The long-term effects of breast-feeding on blood cholesterol and on the risk of cardiovascular disease in later life have been examined previously (20, 21). Previous systematic reviews and meta-analyses have shown that the TC and LDL-C levels of breast-fed subjects, compared with those of formula-fed subjects, are slightly lower in adulthood (20, 21). The mechanistic basis for a programming effect of breast-feeding on adult cholesterol levels remains to be established, and there is little evidence that breast-feeding reduces an infant’s risk of cardiovascular disease later in life. However, prolonged breast-feeding over 1 yr has been related to higher levels of adult TC and LDL (22). In our case, long-term follow-up will be required to assess the effects of prolonged breastfeeding on lipid profiles in later adult life.
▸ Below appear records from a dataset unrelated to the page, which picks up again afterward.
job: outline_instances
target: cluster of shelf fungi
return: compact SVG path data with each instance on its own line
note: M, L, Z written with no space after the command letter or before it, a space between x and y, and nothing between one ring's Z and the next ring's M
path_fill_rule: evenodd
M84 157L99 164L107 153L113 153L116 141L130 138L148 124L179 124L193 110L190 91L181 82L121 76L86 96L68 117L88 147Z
In conclusion, we studied an infantile case of transient severe hypercholesterolemia related to breast-feeding. Although the exact mechanism is unknown, it should be taken into consideration that very few cases develop severe hypercholesterolemia related to breast-feeding at the time of serum cholesterol level evaluation in infants. Breast-feeding is associated with increased TC and LDL-C levels in infancy but lower levels in adulthood. Long-term follow up will be necessary to evaluate the effects of breast-feeding on this patient’s lipid profiles as an adult.